Probabilistic and deterministic analysis of single diode model of a solar cell: a case study

Abstract

Abstract The paper presents a probabilistic and deterministic analysis for parameterization of solar cells to study the electrical behavior based on single diode model. Estimation of electrical parameters is important in design, control, and delivery of solar power through a solar cell. Due to non-linearity and non-convexity of the parameterization problem, the single objective function is transformed into set of sub-problems through Pascoletti–Serafini Scalarization using ε -constraint method. Thus, each sub-problem is minimized to obtain a unique set of points on Pareto front. The results are compared with multi-variable Newton Raphson (NR), Particle Swarm Optimization (PSO), and Black Widow Optimization (BWO) based on convergence accuracy, precision and ability to trace non-convex region. Solarex MSX83 (36 cells) is considered as the test case for the validation of deterministic optimization models under Standard test Conditions (STCs).
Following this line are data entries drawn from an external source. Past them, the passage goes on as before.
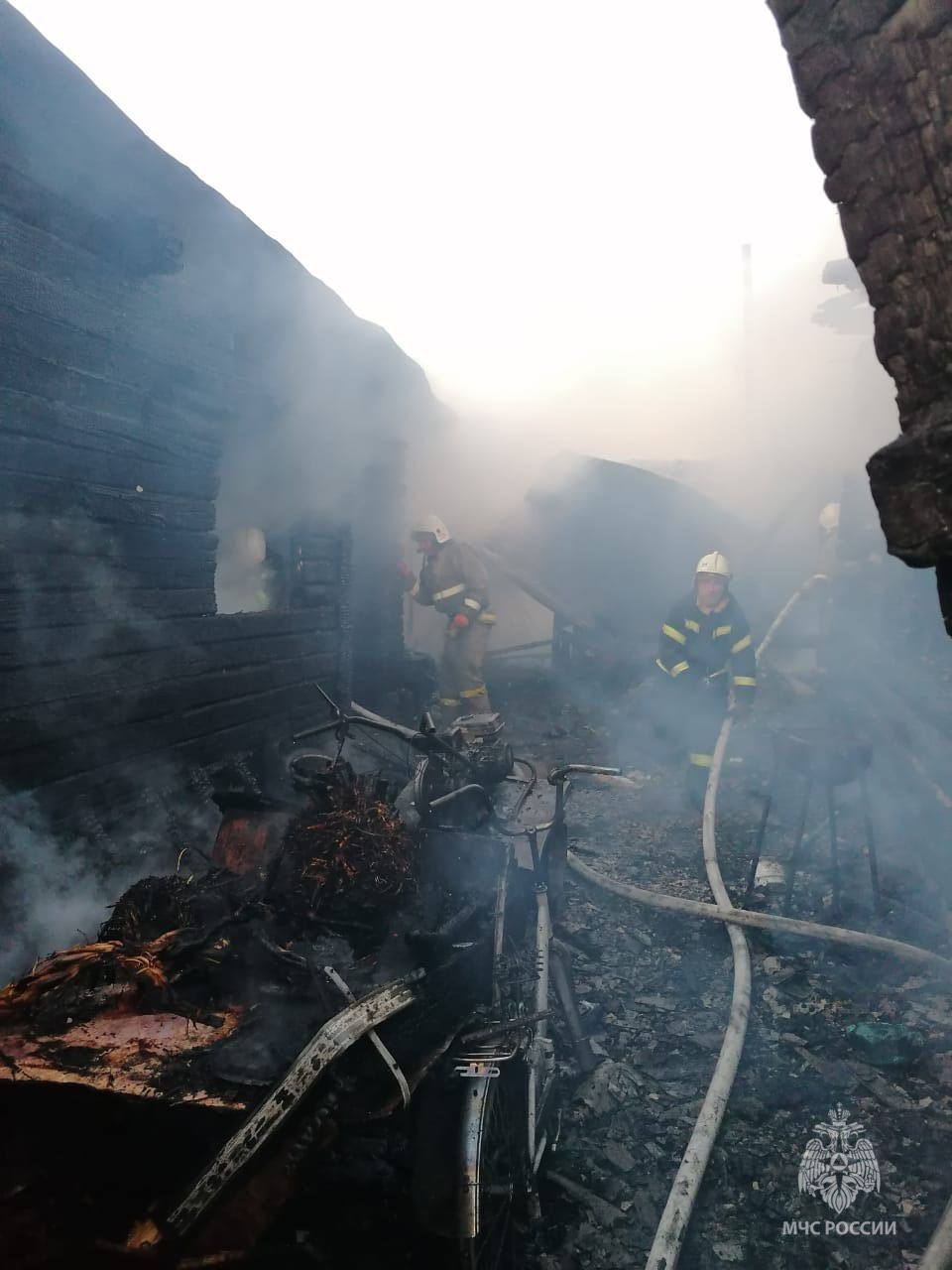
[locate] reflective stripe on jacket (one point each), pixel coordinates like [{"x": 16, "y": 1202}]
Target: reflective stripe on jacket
[
  {"x": 454, "y": 580},
  {"x": 694, "y": 645}
]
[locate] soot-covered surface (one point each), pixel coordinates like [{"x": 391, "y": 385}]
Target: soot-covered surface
[{"x": 655, "y": 996}]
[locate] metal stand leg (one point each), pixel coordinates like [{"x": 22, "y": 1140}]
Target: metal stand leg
[
  {"x": 797, "y": 844},
  {"x": 834, "y": 847},
  {"x": 871, "y": 846},
  {"x": 565, "y": 991},
  {"x": 760, "y": 843}
]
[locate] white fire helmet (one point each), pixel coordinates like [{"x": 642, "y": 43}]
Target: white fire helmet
[
  {"x": 716, "y": 564},
  {"x": 433, "y": 525},
  {"x": 829, "y": 517}
]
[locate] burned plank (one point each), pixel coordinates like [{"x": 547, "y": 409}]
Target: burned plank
[
  {"x": 26, "y": 572},
  {"x": 24, "y": 611},
  {"x": 112, "y": 467},
  {"x": 63, "y": 535},
  {"x": 149, "y": 737},
  {"x": 132, "y": 672},
  {"x": 159, "y": 699},
  {"x": 76, "y": 642},
  {"x": 54, "y": 497},
  {"x": 22, "y": 414}
]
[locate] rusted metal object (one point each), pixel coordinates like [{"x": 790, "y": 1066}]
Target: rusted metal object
[
  {"x": 118, "y": 1052},
  {"x": 331, "y": 1040}
]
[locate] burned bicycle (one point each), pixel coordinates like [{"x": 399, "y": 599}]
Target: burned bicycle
[{"x": 371, "y": 968}]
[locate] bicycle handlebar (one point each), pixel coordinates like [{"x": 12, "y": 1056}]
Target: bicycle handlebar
[{"x": 558, "y": 774}]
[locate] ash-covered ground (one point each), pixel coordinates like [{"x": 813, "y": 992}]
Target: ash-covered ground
[{"x": 655, "y": 993}]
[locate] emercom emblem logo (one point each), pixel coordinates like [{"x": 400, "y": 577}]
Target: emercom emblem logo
[{"x": 838, "y": 1164}]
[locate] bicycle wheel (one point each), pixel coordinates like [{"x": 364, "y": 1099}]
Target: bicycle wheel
[{"x": 492, "y": 1156}]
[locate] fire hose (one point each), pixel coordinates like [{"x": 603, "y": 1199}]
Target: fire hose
[{"x": 666, "y": 1246}]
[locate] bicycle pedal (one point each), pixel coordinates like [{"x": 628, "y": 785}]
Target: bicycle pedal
[{"x": 476, "y": 1070}]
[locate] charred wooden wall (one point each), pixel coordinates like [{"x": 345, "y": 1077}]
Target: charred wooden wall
[
  {"x": 146, "y": 326},
  {"x": 875, "y": 79}
]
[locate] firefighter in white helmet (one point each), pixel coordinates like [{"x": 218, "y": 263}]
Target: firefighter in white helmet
[
  {"x": 453, "y": 580},
  {"x": 705, "y": 665}
]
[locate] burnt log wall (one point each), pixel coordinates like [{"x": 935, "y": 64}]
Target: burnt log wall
[
  {"x": 146, "y": 327},
  {"x": 875, "y": 79}
]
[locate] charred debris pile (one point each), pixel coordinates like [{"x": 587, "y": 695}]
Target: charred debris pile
[{"x": 244, "y": 937}]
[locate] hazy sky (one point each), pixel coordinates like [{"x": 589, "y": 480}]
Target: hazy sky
[{"x": 542, "y": 202}]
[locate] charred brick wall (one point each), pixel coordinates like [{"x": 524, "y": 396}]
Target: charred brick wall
[{"x": 146, "y": 329}]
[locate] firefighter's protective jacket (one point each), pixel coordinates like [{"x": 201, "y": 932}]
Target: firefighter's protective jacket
[
  {"x": 454, "y": 580},
  {"x": 694, "y": 645}
]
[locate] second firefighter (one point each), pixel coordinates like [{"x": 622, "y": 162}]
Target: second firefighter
[
  {"x": 453, "y": 580},
  {"x": 705, "y": 658}
]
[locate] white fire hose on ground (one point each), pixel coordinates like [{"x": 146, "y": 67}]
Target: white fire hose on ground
[{"x": 673, "y": 1227}]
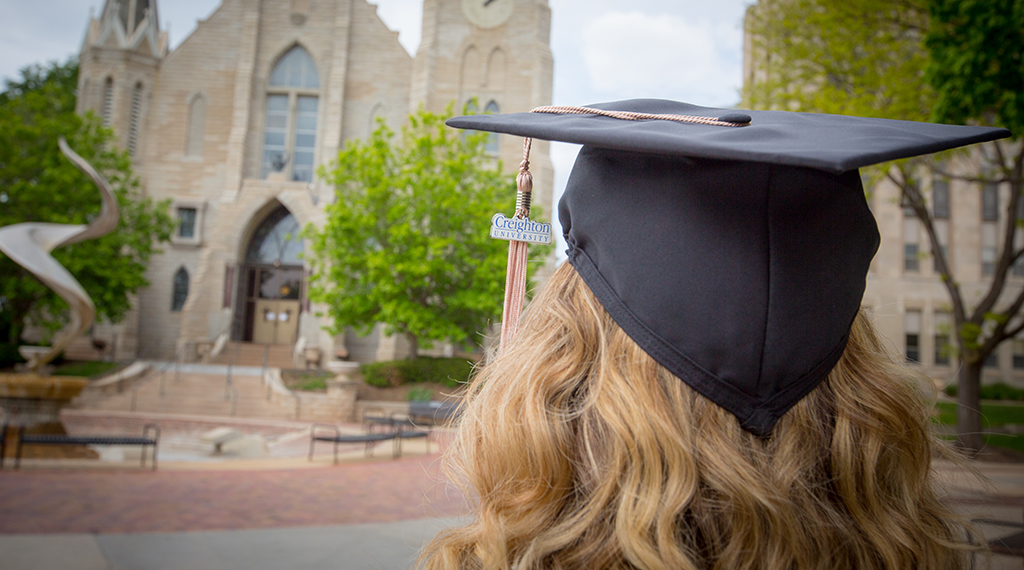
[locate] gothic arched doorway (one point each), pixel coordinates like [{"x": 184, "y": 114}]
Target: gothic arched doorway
[{"x": 271, "y": 288}]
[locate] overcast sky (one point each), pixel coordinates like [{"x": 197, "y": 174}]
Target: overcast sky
[{"x": 687, "y": 50}]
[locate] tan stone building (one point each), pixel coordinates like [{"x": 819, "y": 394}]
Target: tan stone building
[
  {"x": 232, "y": 124},
  {"x": 905, "y": 296}
]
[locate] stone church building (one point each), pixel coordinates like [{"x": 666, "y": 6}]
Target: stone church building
[{"x": 231, "y": 125}]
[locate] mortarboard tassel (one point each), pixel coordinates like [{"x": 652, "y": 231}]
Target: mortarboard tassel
[{"x": 515, "y": 275}]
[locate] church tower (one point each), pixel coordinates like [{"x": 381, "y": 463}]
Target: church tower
[
  {"x": 498, "y": 54},
  {"x": 118, "y": 66}
]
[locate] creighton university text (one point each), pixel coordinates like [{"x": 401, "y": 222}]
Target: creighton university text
[{"x": 519, "y": 229}]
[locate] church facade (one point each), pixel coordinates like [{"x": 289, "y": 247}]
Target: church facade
[{"x": 231, "y": 125}]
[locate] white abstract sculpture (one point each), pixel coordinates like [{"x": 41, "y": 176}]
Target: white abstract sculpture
[{"x": 30, "y": 245}]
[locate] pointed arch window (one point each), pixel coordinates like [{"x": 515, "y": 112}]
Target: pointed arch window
[
  {"x": 492, "y": 143},
  {"x": 290, "y": 126},
  {"x": 107, "y": 112},
  {"x": 197, "y": 126},
  {"x": 135, "y": 118},
  {"x": 180, "y": 293},
  {"x": 276, "y": 242}
]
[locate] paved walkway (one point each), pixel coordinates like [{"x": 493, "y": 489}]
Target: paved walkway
[
  {"x": 283, "y": 512},
  {"x": 126, "y": 500},
  {"x": 251, "y": 515}
]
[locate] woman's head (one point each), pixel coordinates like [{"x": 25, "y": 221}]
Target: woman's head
[{"x": 585, "y": 452}]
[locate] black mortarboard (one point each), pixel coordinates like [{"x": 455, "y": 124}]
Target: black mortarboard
[{"x": 735, "y": 256}]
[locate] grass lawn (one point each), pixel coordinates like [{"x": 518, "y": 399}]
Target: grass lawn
[
  {"x": 306, "y": 381},
  {"x": 87, "y": 368},
  {"x": 991, "y": 415}
]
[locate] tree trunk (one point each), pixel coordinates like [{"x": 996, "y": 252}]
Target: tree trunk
[
  {"x": 969, "y": 411},
  {"x": 414, "y": 346}
]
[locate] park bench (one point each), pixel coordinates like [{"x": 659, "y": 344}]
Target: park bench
[
  {"x": 334, "y": 435},
  {"x": 151, "y": 437},
  {"x": 432, "y": 413},
  {"x": 417, "y": 414}
]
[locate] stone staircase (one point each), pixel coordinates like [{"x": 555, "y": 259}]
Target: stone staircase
[
  {"x": 163, "y": 391},
  {"x": 252, "y": 354}
]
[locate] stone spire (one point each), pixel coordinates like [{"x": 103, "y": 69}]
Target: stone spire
[{"x": 129, "y": 25}]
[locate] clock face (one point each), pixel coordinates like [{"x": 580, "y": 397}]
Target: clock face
[{"x": 487, "y": 13}]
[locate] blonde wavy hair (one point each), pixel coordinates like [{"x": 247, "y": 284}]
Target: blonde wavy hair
[{"x": 581, "y": 451}]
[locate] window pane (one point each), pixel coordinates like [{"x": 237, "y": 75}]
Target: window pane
[
  {"x": 274, "y": 138},
  {"x": 274, "y": 133},
  {"x": 306, "y": 121},
  {"x": 276, "y": 102},
  {"x": 307, "y": 104},
  {"x": 910, "y": 262},
  {"x": 305, "y": 139},
  {"x": 990, "y": 203},
  {"x": 912, "y": 348},
  {"x": 911, "y": 330},
  {"x": 940, "y": 199},
  {"x": 276, "y": 121},
  {"x": 296, "y": 69},
  {"x": 941, "y": 350},
  {"x": 180, "y": 293},
  {"x": 186, "y": 222}
]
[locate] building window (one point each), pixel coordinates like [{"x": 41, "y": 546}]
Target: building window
[
  {"x": 186, "y": 222},
  {"x": 911, "y": 334},
  {"x": 990, "y": 203},
  {"x": 107, "y": 113},
  {"x": 910, "y": 248},
  {"x": 292, "y": 106},
  {"x": 180, "y": 290},
  {"x": 197, "y": 126},
  {"x": 135, "y": 118},
  {"x": 942, "y": 234},
  {"x": 942, "y": 347},
  {"x": 188, "y": 215},
  {"x": 940, "y": 199},
  {"x": 1019, "y": 242},
  {"x": 491, "y": 145},
  {"x": 988, "y": 248}
]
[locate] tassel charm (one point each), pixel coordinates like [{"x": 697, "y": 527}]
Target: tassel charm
[{"x": 515, "y": 276}]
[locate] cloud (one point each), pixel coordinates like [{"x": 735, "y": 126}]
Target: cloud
[{"x": 634, "y": 54}]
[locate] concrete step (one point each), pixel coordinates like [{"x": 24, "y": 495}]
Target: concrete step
[
  {"x": 251, "y": 354},
  {"x": 196, "y": 394}
]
Electrical characteristics are plotted under STC (1000 W/m2, 1.5 A.M. spectrum, 25 °C) which shows fair agreement with the actual experimental curves present in the datasheet. The results obtained from the proposed bi-objective minimization algorithm shows a better convergence response with an additional benefit of tracing the convexity of the problem. Moreover, the proposed technique also ensures a good fit as suggested by the statistical means. Finally, a probabilistic model is proposed for single diode model of a solar cell in the presence of parametric uncertainty. Random samples of uncertain electrical parameters are obtained using Latin hypercube and Monte Carlo sampling methods to estimate the probability of the output response. It can be concluded that the objective function shows a bi-modal distribution under parametric variations which may arise due to measurement error, shading losses, surface defects, and manufacturing issues.